The USWNT members seem now to be in a position to change this situation. As a recent MarketWatch post states, “The U.S. women’s team won the World Cup, and they’re about to get paid — by sponsors, anyway.” The post goes on to describe how players can cash in on winning the World Cup via “endorsement deals, speaking engagements and social-media campaigns.”
However, President of Sportsimpacts and Director of the Sports Business Program at Washington University in St. Louis Patrick Rishe explains the challenge of this thinking. He states, “While it is certainly possible that a very few select individual female soccer players could earn $5 [million] to $10 million in endorsement income (with Alex Morgan and Megan Rapinoe being near the top of that list right now), the reality is that [male international soccer stars] Cristiano Rinaldo ($44 million last year) and Lionel Messi ($35 million last year) have a much higher endorsement income ceiling, because there are many more consumer eyeballs on their sport than there is for the women’s game.”
Rishe articulates that challenge common to women’s sports. While it is true that the USWNT consistently draws many of the largest television audiences to watch soccer in the United States for male or female competitions, this typically only happens during the World Cup or the Olympics. It is difficult for women, even USWNT stars, to attract sponsors if they are focused solely on quantity metrics such as “consumer eyeballs,” given that the audiences are not as consistently large in different channels as they are for men’s sports.

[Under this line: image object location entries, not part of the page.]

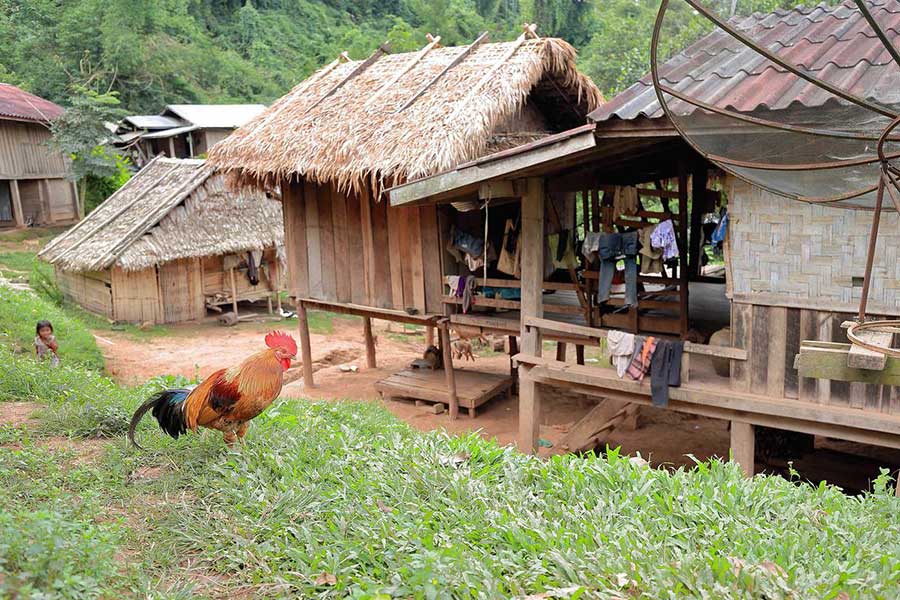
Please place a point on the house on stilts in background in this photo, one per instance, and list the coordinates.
(793, 271)
(33, 185)
(170, 245)
(338, 139)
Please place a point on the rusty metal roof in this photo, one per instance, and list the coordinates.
(20, 105)
(834, 43)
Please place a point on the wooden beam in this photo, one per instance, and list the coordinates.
(18, 213)
(434, 42)
(461, 57)
(370, 343)
(384, 48)
(747, 405)
(452, 398)
(305, 346)
(830, 361)
(743, 446)
(532, 244)
(453, 183)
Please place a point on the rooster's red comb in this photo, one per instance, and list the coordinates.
(279, 339)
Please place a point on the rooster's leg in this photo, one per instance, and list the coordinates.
(229, 438)
(242, 430)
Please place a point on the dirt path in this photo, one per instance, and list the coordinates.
(190, 349)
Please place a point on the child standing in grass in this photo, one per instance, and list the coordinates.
(45, 346)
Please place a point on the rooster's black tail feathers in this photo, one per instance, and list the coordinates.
(167, 409)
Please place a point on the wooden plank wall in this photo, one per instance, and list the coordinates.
(24, 151)
(136, 296)
(349, 247)
(181, 290)
(772, 335)
(90, 290)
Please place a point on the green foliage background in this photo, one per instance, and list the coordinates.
(157, 52)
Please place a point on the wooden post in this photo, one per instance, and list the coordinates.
(305, 350)
(453, 401)
(18, 213)
(743, 446)
(233, 291)
(370, 343)
(532, 244)
(561, 351)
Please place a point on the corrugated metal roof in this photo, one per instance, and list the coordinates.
(216, 116)
(835, 44)
(18, 104)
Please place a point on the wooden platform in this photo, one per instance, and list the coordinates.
(473, 388)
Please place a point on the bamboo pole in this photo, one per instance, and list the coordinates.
(305, 349)
(453, 400)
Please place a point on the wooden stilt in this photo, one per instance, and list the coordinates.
(370, 343)
(233, 292)
(743, 446)
(561, 351)
(305, 349)
(532, 243)
(453, 401)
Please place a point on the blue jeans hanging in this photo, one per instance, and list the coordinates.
(613, 245)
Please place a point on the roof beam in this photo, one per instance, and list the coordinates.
(527, 33)
(434, 42)
(462, 56)
(384, 48)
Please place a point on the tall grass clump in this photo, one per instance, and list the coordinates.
(20, 311)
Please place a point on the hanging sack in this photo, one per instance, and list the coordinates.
(509, 255)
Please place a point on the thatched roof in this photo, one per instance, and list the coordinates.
(170, 209)
(381, 119)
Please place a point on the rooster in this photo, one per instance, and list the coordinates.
(226, 400)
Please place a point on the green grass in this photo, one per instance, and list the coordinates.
(20, 311)
(348, 490)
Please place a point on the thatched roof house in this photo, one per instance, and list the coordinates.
(403, 116)
(166, 244)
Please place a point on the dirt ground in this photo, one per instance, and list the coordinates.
(663, 437)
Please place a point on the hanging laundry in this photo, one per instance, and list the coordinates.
(620, 346)
(665, 370)
(663, 237)
(625, 201)
(468, 294)
(651, 258)
(591, 245)
(509, 253)
(562, 249)
(640, 363)
(613, 245)
(721, 230)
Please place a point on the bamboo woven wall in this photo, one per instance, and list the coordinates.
(790, 253)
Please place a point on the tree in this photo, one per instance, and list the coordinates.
(81, 134)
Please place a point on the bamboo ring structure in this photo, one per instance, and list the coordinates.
(888, 326)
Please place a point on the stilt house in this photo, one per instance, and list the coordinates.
(171, 245)
(33, 185)
(793, 271)
(340, 137)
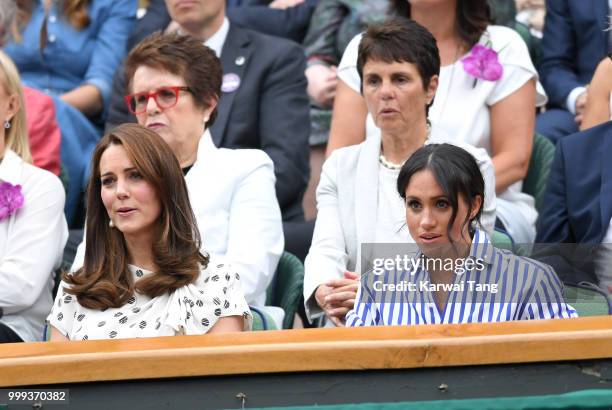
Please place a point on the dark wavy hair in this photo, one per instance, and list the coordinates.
(184, 56)
(473, 17)
(104, 281)
(455, 170)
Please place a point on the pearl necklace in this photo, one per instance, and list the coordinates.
(395, 166)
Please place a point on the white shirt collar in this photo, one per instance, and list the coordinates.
(216, 41)
(10, 167)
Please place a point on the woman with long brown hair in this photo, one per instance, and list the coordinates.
(143, 273)
(72, 48)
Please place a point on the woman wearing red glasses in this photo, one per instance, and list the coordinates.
(175, 83)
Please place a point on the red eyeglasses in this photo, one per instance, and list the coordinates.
(165, 97)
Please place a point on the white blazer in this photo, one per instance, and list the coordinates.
(232, 195)
(32, 241)
(347, 197)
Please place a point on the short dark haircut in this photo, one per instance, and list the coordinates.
(403, 41)
(473, 17)
(104, 281)
(455, 170)
(180, 55)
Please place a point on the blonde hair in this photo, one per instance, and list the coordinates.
(75, 12)
(15, 137)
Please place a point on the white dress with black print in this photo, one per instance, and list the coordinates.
(191, 310)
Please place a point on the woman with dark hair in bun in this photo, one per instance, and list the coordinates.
(458, 276)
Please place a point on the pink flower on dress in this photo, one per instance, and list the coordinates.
(482, 63)
(11, 199)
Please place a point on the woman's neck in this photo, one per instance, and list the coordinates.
(140, 250)
(186, 152)
(398, 146)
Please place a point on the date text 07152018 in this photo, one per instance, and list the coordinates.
(58, 396)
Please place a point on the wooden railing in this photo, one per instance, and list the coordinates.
(306, 350)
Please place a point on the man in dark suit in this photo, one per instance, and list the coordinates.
(578, 207)
(283, 18)
(574, 42)
(263, 103)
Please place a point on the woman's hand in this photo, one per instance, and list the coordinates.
(337, 297)
(322, 83)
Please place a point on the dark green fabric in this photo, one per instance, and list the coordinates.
(586, 302)
(584, 399)
(287, 287)
(258, 321)
(539, 169)
(533, 43)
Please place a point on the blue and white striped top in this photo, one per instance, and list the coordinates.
(507, 287)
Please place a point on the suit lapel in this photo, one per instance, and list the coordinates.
(366, 190)
(234, 61)
(605, 193)
(601, 10)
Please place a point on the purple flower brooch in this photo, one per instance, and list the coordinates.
(11, 199)
(482, 63)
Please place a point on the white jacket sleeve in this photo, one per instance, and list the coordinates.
(255, 234)
(37, 234)
(327, 258)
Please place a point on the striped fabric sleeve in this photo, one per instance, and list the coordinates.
(365, 313)
(547, 301)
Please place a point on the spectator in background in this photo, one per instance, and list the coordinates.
(282, 18)
(33, 229)
(531, 13)
(598, 107)
(574, 42)
(357, 198)
(333, 24)
(70, 50)
(43, 131)
(496, 113)
(263, 102)
(577, 209)
(144, 274)
(174, 84)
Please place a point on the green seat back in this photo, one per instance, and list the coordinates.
(287, 287)
(540, 163)
(64, 177)
(587, 302)
(533, 43)
(259, 318)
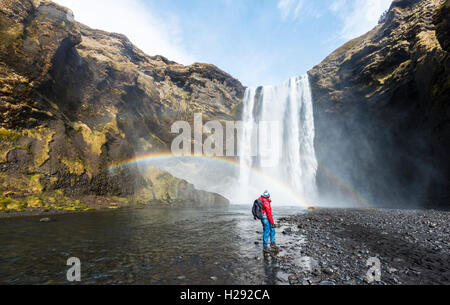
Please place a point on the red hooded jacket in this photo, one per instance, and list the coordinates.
(267, 208)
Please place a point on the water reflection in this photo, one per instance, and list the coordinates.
(152, 246)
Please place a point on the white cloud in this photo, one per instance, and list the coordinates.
(290, 7)
(359, 16)
(155, 35)
(337, 5)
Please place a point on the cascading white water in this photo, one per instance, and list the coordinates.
(289, 106)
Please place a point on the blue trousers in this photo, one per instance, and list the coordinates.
(268, 231)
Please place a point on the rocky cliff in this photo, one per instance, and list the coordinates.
(382, 109)
(75, 101)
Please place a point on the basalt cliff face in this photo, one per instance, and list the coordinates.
(382, 109)
(76, 101)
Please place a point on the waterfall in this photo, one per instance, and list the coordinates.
(289, 110)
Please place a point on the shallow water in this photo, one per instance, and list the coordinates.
(150, 246)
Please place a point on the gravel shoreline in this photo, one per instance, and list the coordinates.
(413, 247)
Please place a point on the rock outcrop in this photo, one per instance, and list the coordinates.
(74, 101)
(382, 109)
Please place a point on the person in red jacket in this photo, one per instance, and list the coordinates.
(267, 222)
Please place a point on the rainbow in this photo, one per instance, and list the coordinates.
(162, 156)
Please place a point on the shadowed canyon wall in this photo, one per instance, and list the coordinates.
(382, 109)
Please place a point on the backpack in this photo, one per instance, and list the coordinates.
(257, 209)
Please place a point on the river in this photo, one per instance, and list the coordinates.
(149, 246)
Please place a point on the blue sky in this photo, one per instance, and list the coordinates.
(260, 42)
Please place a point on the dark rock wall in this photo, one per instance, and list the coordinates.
(382, 110)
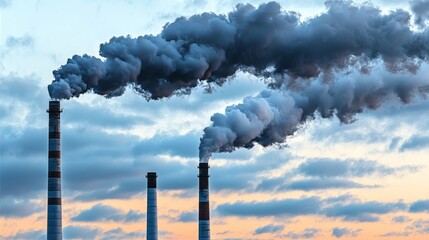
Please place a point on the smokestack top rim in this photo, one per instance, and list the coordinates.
(54, 106)
(203, 165)
(151, 175)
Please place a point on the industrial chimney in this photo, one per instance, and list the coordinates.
(54, 173)
(204, 209)
(152, 218)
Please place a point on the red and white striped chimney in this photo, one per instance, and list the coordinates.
(151, 215)
(54, 173)
(204, 209)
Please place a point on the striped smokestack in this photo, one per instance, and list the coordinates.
(152, 218)
(54, 173)
(204, 209)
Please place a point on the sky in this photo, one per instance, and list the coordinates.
(329, 179)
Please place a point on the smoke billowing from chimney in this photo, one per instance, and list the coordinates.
(210, 48)
(273, 115)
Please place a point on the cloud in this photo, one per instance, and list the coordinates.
(363, 211)
(22, 177)
(420, 9)
(344, 168)
(18, 208)
(188, 216)
(420, 226)
(284, 207)
(307, 233)
(270, 228)
(400, 219)
(15, 42)
(32, 234)
(322, 184)
(415, 143)
(80, 232)
(395, 234)
(105, 213)
(345, 232)
(103, 117)
(420, 206)
(119, 233)
(173, 145)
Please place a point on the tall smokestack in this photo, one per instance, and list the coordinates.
(152, 218)
(204, 209)
(54, 173)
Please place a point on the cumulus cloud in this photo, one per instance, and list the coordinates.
(80, 232)
(420, 206)
(305, 234)
(322, 184)
(270, 228)
(105, 213)
(416, 142)
(400, 219)
(345, 232)
(344, 168)
(285, 207)
(363, 211)
(173, 145)
(420, 9)
(32, 234)
(18, 208)
(119, 233)
(395, 234)
(24, 41)
(191, 216)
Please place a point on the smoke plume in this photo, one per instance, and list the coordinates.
(209, 48)
(273, 115)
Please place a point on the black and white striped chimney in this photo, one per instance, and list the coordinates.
(54, 229)
(203, 208)
(151, 215)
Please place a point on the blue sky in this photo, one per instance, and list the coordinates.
(331, 180)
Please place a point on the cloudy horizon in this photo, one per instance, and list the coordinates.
(329, 179)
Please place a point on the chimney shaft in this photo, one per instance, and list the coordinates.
(204, 209)
(152, 219)
(54, 173)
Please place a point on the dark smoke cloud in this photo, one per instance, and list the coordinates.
(273, 115)
(420, 9)
(210, 48)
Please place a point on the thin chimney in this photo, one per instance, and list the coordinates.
(204, 209)
(152, 218)
(54, 173)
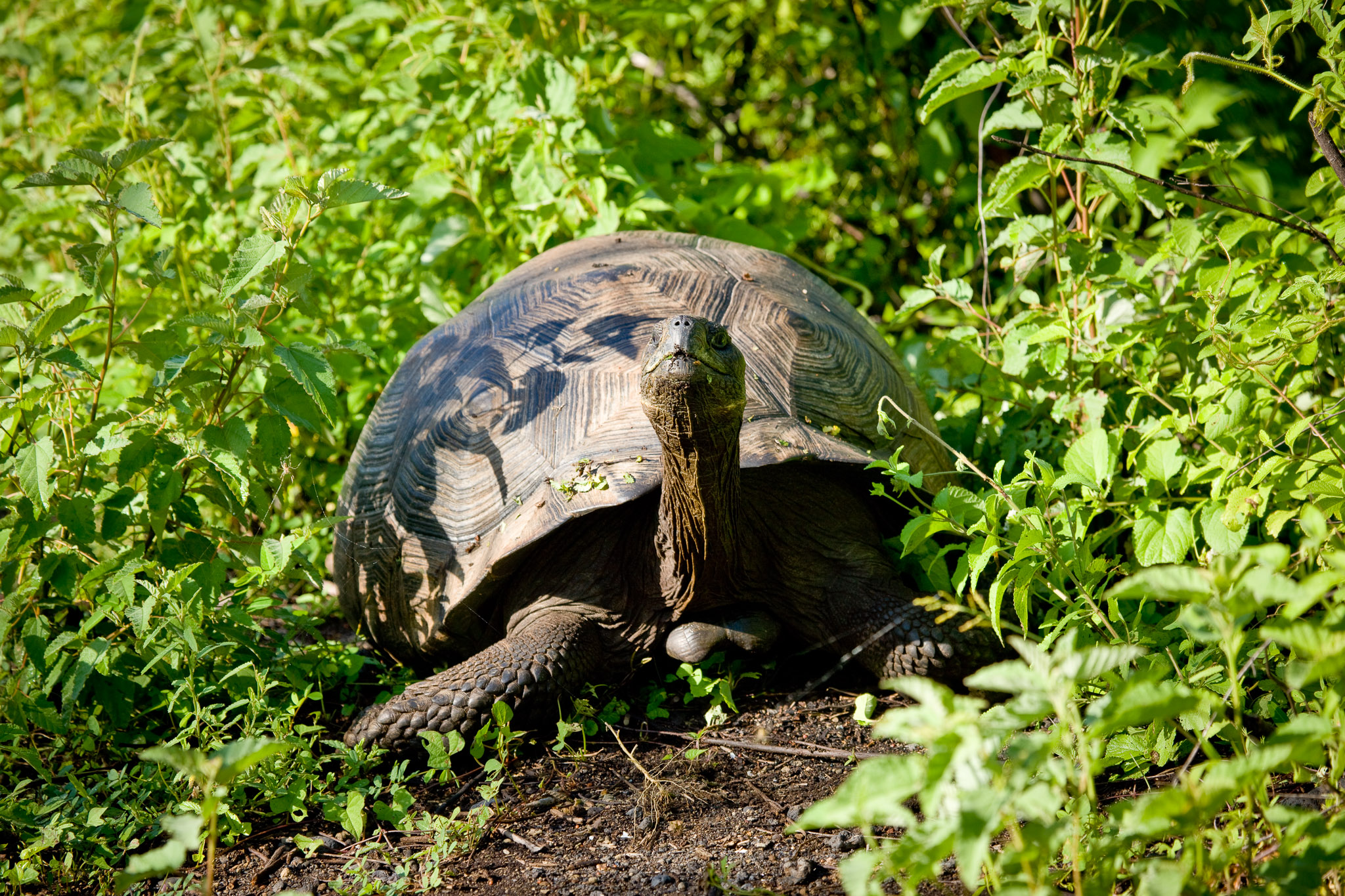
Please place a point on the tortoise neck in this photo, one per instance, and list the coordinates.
(697, 539)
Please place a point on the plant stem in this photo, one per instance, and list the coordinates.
(1324, 141)
(1302, 228)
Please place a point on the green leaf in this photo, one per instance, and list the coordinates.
(1013, 116)
(1093, 457)
(314, 373)
(136, 151)
(34, 469)
(353, 815)
(1164, 538)
(68, 172)
(349, 192)
(1161, 459)
(1137, 703)
(288, 398)
(137, 200)
(1219, 536)
(873, 794)
(12, 293)
(252, 257)
(272, 440)
(975, 77)
(240, 756)
(947, 68)
(57, 317)
(447, 234)
(183, 836)
(66, 358)
(549, 85)
(76, 513)
(1165, 584)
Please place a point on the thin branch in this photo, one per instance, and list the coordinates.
(1189, 64)
(981, 210)
(958, 28)
(1324, 141)
(825, 753)
(1228, 696)
(956, 452)
(1166, 184)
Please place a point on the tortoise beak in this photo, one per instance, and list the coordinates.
(681, 344)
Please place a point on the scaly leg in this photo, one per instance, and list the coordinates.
(548, 653)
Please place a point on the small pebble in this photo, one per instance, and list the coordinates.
(845, 842)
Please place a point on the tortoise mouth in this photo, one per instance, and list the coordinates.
(682, 366)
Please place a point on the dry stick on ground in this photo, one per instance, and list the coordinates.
(527, 844)
(822, 753)
(1228, 696)
(1166, 184)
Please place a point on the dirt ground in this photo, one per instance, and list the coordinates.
(598, 825)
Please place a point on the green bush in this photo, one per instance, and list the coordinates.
(1158, 386)
(197, 324)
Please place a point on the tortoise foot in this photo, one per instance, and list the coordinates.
(527, 668)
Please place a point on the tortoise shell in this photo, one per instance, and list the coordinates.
(523, 412)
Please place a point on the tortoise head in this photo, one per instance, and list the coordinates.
(693, 367)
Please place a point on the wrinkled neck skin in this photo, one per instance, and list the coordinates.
(697, 540)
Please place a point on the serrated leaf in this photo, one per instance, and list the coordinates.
(66, 358)
(12, 293)
(136, 151)
(240, 756)
(349, 192)
(1093, 457)
(250, 258)
(1161, 459)
(314, 373)
(76, 513)
(975, 77)
(68, 172)
(163, 860)
(1219, 536)
(55, 317)
(330, 178)
(947, 68)
(1013, 116)
(34, 471)
(137, 200)
(1164, 538)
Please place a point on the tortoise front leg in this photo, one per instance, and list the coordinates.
(550, 652)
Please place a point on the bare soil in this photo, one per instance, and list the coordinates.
(651, 821)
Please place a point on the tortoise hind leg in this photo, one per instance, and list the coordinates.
(549, 653)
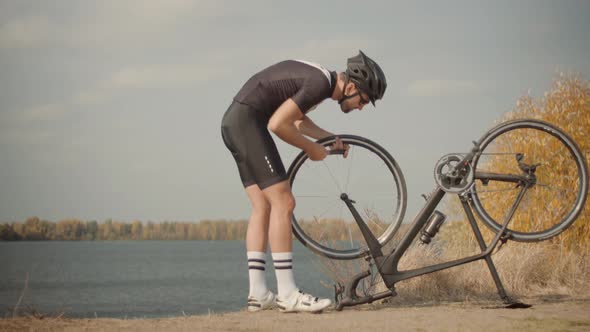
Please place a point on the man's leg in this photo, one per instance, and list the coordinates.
(256, 241)
(290, 298)
(282, 204)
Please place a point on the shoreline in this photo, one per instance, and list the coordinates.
(548, 313)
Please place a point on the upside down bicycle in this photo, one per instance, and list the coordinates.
(524, 179)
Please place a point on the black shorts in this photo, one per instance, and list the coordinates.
(244, 132)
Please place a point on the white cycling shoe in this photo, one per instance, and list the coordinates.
(299, 301)
(265, 303)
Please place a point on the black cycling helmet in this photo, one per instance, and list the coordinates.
(367, 76)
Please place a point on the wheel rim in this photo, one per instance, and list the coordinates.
(559, 192)
(370, 176)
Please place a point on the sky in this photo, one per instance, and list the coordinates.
(112, 109)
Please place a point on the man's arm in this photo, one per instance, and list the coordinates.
(309, 128)
(282, 123)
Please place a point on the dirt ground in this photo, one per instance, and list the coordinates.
(546, 314)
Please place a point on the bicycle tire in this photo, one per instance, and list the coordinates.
(373, 161)
(555, 200)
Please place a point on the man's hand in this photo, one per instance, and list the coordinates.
(316, 152)
(338, 145)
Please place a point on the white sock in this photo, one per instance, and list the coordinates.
(283, 262)
(256, 262)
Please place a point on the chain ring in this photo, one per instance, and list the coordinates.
(449, 182)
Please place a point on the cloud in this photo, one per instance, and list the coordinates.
(154, 76)
(107, 24)
(46, 112)
(31, 31)
(442, 87)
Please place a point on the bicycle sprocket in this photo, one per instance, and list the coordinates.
(451, 175)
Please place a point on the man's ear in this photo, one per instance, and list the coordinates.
(349, 88)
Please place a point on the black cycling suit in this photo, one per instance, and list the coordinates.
(244, 125)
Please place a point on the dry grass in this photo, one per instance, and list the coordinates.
(558, 266)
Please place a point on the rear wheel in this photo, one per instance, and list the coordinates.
(556, 179)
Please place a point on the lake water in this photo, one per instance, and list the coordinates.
(138, 278)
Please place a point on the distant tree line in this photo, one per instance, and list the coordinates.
(35, 229)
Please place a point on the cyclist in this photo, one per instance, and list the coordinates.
(278, 98)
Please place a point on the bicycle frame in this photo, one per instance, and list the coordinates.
(387, 265)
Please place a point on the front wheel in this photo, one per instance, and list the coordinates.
(554, 177)
(369, 176)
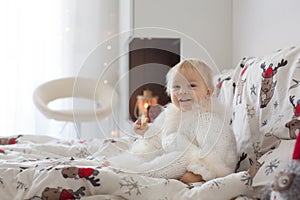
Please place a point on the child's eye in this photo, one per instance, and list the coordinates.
(176, 87)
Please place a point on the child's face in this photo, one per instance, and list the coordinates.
(188, 90)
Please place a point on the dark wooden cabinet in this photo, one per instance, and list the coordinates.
(149, 61)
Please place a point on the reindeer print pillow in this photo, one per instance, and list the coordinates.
(265, 101)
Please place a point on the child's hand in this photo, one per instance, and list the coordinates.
(141, 126)
(105, 164)
(190, 177)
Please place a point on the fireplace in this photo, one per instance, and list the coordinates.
(149, 61)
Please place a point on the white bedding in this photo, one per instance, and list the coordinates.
(41, 165)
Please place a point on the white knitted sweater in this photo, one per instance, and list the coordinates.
(182, 141)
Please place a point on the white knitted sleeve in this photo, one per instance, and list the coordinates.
(151, 142)
(217, 155)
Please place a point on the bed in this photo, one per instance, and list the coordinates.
(262, 95)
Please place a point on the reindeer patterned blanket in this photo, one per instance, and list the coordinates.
(40, 167)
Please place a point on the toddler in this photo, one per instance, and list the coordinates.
(189, 140)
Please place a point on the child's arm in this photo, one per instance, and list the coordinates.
(217, 156)
(141, 126)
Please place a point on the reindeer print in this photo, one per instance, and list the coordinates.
(76, 173)
(294, 124)
(268, 84)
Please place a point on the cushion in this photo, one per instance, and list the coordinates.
(264, 96)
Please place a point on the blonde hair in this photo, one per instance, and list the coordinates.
(191, 65)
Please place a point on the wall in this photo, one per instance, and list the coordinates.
(199, 23)
(263, 26)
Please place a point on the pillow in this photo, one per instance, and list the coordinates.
(264, 96)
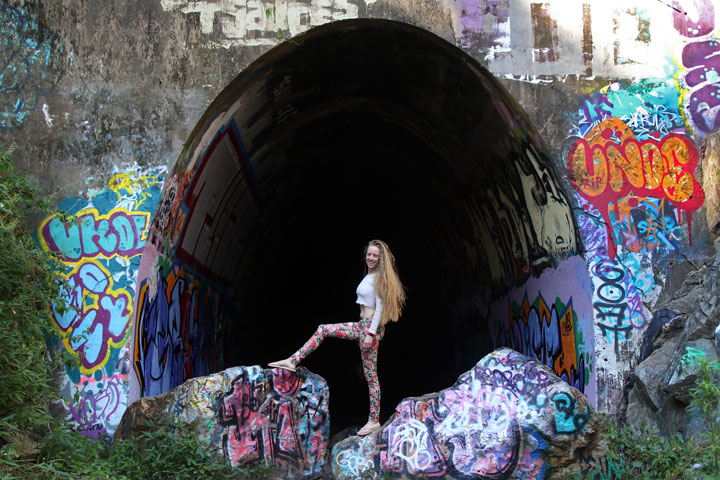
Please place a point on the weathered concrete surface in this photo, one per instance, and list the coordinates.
(248, 414)
(509, 417)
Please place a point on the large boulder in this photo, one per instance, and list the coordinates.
(508, 417)
(248, 414)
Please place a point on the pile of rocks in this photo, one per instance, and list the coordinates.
(683, 330)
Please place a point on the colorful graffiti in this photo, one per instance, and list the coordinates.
(619, 283)
(548, 334)
(27, 52)
(610, 163)
(698, 77)
(498, 420)
(175, 331)
(281, 418)
(558, 333)
(100, 245)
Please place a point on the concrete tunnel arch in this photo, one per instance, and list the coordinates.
(355, 130)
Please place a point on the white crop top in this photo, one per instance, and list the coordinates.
(368, 297)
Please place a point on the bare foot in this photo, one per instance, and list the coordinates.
(368, 428)
(286, 364)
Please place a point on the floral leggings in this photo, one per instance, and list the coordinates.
(351, 331)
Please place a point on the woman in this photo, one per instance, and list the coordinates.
(381, 297)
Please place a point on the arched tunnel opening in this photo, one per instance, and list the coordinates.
(356, 130)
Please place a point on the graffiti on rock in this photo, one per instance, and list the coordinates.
(26, 55)
(611, 163)
(548, 334)
(482, 427)
(100, 248)
(698, 78)
(281, 418)
(175, 331)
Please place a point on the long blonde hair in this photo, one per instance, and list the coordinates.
(387, 283)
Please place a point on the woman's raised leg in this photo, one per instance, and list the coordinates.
(349, 331)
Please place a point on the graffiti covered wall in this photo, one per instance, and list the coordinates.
(623, 93)
(549, 319)
(100, 244)
(183, 286)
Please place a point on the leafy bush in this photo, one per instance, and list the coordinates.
(167, 451)
(29, 284)
(650, 456)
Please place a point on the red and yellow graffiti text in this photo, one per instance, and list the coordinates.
(610, 163)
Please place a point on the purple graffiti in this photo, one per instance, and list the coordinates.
(481, 427)
(693, 18)
(542, 332)
(120, 233)
(173, 334)
(485, 23)
(93, 327)
(702, 79)
(94, 409)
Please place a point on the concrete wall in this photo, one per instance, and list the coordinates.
(99, 97)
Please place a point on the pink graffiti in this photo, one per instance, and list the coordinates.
(263, 422)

While this gap should continue to close in the long-term, the USWNT demonstrates why sponsorship of women’s sports in the short and medium-term should not focus on quantity metrics. Instead, USWNT should be focused on fit and engagement metrics. More specifically, the USWNT has a passionate, engaged audience that is a good fit for many companies’ key consumer demographics.
We decided to examine LUNA Bar again to demonstrate how this approach can work. Below is an example of our Social Sentiment Analysis Platform (SAP) analysis within our Partnership Scoreboard analyzing Twitter activity during the World Cup for the USWNT and its three of its star players.
We found that the USWNT and its players excels from a fit, engagement, and sentiment perspective. More specifically, the team and its players are able to target the audiences that are most valuable to LUNA Bar, create substantial lifts in engagement rates, and generate significantly positive sentiment with this conversation. In fact, the only negative sentiment created with posts featuring LUNA Bar and the USWNT or its players were fans complaining that the women’s team does not receive equal pay to the men’s team for participating in the World Cup.
This is not to say that quantity metrics do not add value for sponsors. In fact, looking at reach is one of three primary components of our Corporate Asset Valuation Model (CAV). However, it is also only one of three components. In particular, we have found that companies are increasingly making fit and engagement metrics a higher priority in their approach to valuation. Reaching the right people with the right message at the right time and in the right channel drives the revenue and brand metrics that have significant impacts on their businesses.
The USWNT rightfully deserves new or renewed interest from current and potential sponsors. However, the USWNT should compete for sponsorship dollars in the ways that best position these players to be successful. Prioritizing fit and engagement in sponsorship conversations is both what companies are increasingly looking for in partnerships and should maximize the players’ success in securing new deals.